Our thanks to Glenys Watts
Our thanks to Glenys Watts, the Mornington Peninsula Shire’s Aboriginal Support and Development Team Leader, who took the time to talk to the Mornington Peninsula Human Rights Group at our April meeting. Glenys outlined the programs offered by the Aboriginal Support and Development Team and the recent acquisition of a Gathering Place in the Hasting area.
The programs are supported by the Shire Council and include film nights, workshops and talks, early years intervention program for 0-8 year olds, Koori night market, Sisters Day Out, dinner dance, flag-raising ceremony, art display and sales, celebrations for Reconciliation Week and NAIDOC.

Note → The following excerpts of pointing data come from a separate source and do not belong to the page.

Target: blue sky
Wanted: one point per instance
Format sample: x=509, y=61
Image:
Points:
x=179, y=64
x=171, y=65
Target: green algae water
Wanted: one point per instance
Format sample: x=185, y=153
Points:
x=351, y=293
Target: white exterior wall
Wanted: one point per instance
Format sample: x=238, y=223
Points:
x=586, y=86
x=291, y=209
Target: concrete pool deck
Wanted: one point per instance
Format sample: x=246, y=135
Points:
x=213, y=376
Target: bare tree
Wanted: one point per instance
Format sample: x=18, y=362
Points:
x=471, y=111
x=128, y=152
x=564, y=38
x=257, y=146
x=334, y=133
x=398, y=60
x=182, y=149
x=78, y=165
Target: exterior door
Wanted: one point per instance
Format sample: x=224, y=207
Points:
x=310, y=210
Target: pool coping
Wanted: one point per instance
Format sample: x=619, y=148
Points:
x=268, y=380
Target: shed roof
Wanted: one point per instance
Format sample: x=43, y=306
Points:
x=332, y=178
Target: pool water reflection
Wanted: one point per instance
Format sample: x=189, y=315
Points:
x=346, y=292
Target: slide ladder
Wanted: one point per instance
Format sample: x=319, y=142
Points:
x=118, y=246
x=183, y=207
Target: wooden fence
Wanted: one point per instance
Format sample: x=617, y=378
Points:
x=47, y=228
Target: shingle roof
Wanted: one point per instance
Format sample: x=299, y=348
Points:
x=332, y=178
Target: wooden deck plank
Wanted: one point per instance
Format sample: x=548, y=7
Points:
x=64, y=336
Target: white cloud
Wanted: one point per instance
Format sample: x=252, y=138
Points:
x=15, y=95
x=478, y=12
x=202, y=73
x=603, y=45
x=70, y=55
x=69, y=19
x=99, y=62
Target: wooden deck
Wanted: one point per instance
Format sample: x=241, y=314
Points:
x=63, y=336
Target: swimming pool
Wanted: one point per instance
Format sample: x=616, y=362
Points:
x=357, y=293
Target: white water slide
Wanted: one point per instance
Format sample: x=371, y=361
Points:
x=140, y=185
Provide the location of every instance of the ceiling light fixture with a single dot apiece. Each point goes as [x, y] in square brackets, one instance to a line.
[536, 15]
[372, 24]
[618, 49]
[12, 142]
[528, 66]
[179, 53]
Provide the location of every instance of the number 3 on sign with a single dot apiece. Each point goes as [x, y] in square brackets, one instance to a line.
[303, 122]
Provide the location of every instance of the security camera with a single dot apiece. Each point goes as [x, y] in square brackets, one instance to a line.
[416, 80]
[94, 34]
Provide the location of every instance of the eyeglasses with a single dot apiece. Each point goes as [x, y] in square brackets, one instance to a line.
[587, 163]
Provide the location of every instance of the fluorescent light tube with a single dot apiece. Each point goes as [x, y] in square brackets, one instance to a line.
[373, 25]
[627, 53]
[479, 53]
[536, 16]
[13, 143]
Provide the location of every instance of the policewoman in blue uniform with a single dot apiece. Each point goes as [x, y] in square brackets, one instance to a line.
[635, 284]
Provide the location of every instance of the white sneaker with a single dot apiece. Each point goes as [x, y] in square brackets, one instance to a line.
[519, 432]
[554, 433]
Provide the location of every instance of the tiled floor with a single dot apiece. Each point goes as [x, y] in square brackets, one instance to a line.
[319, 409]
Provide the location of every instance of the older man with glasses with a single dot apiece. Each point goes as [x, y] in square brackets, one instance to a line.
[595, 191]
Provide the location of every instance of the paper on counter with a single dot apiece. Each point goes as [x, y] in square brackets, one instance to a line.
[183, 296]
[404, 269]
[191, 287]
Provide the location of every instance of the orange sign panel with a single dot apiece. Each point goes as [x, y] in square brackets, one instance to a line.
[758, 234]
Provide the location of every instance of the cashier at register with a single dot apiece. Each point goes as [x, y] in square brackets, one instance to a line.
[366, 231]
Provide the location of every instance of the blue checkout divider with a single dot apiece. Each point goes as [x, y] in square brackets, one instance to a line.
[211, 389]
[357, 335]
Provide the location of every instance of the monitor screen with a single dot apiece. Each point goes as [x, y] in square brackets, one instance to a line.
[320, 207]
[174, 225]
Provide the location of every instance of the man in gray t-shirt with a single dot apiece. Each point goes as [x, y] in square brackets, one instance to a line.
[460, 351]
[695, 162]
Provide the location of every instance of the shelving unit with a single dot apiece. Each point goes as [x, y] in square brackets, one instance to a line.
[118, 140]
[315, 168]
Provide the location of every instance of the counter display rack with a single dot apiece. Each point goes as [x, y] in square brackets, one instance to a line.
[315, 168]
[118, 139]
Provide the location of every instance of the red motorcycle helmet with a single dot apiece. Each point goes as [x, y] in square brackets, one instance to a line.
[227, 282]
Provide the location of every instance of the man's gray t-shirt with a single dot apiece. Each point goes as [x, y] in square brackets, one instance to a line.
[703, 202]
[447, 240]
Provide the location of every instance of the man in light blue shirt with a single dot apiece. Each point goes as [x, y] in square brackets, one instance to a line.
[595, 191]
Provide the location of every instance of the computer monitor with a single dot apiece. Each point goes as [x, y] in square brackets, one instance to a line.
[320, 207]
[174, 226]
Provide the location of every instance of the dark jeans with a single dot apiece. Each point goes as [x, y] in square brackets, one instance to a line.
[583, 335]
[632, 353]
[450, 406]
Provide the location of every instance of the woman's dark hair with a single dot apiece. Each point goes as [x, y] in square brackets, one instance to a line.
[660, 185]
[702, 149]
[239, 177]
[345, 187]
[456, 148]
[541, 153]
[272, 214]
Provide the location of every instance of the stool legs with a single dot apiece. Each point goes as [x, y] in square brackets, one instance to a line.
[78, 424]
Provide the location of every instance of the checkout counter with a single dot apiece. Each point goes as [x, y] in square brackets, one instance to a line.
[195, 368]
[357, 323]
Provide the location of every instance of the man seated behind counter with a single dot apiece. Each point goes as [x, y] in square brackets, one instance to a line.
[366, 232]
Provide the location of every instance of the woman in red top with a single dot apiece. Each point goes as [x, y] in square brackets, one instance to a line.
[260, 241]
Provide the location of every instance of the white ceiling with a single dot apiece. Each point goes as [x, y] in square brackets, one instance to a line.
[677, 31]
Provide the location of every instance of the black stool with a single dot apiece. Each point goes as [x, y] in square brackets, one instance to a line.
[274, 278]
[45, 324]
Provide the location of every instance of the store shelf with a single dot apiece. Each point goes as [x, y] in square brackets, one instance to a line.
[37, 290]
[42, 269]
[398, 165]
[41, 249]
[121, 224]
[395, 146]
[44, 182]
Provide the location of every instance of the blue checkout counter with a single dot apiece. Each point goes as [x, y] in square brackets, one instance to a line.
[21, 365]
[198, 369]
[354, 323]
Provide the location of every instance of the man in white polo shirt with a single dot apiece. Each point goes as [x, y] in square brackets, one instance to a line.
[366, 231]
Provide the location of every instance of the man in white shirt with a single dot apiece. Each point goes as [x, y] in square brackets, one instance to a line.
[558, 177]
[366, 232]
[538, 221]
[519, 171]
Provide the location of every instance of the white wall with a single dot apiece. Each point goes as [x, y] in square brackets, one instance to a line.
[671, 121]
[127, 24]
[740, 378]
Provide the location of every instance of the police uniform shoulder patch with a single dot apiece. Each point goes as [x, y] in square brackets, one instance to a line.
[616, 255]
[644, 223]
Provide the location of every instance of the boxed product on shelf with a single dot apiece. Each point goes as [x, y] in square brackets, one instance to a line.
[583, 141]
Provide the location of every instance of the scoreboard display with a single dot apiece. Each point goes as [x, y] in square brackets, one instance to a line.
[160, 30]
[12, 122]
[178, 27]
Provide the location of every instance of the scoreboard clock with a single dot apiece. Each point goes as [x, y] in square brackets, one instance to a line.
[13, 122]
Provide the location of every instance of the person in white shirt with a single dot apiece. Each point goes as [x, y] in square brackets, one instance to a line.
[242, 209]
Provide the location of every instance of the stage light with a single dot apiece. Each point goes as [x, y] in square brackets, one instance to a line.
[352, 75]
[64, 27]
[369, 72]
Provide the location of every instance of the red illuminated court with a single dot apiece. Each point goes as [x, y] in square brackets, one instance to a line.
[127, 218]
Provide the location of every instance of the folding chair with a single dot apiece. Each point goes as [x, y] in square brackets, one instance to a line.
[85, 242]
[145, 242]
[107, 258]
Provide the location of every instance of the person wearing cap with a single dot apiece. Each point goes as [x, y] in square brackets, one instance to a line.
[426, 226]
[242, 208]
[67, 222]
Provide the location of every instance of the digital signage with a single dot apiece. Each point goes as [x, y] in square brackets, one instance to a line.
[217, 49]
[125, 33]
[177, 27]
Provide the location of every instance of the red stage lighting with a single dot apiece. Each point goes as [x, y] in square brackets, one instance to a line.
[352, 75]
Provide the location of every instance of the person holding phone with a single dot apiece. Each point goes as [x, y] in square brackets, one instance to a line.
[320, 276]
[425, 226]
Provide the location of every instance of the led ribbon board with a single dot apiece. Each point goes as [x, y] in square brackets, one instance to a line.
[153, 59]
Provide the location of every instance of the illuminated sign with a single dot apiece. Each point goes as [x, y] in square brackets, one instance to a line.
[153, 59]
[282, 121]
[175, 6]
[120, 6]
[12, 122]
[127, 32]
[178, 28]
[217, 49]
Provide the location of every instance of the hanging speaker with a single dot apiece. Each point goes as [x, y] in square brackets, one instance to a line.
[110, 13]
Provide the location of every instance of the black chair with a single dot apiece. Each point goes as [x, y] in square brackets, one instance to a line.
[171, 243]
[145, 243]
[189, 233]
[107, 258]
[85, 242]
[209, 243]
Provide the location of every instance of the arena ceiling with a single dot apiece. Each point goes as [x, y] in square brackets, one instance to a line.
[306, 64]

Two matters which personally involve Glenys are:
- As a great-granddaughter of Lucy and Percy Pepper she features in a touring exhibition called Footprints, which will visit Mornington Library in June-July. It reveals something of the struggle to survive experienced by Aboriginal people in the early years of the twentieth century.
- As a Gunai-Kurnai woman, she was involved in the successful achievement of land rights for her people in east Gippsland - the first to be obtained under the new program introduced by the former state government. It was a two-year process and means that her people now jointly manage ten parks and reserves with the interest from an investment of $10 million.